In this paper, we study Tikhonov regularization scheme in Hilbert scales for a nonlinear statistical inverse problem with general noise. The regularizing norm in this scheme is stronger than the norm in the Hilbert space. We focus on developing a theoretical analysis for this scheme based on conditional stability estimates. We utilize the concept of the distance function to establish high probability estimates of the direct and reconstruction errors in the Reproducing Kernel Hilbert space setting. Furthermore, explicit rates of convergence in terms of sample size are established for the oversmoothing case and the regular case over the regularity class defined through an appropriate source condition.
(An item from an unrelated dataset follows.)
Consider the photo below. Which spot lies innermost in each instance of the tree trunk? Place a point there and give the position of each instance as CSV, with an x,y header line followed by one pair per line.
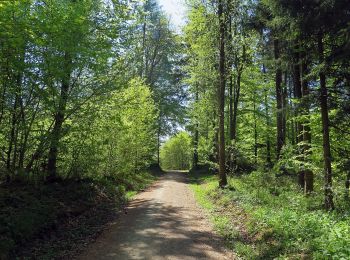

Our results improve upon and generalize previous results obtained in related settings.

本文研究了希尔伯特尺度下的 Tikhonov 正则化方案,用于解决具有一般噪声的非线性统计逆问题。该方案中的正则规范比希尔伯特空间中的规范更强。我们的重点是在条件稳定性估计的基础上对该方案进行理论分析。我们利用距离函数的概念,建立了重现核希尔伯特空间环境下直接误差和重建误差的高概率估计。此外,我们还通过适当的源条件,在正则性类别上为过平滑情况和正则情况建立了明确的样本量收敛率。我们的结果改进并概括了之前在相关环境中获得的结果。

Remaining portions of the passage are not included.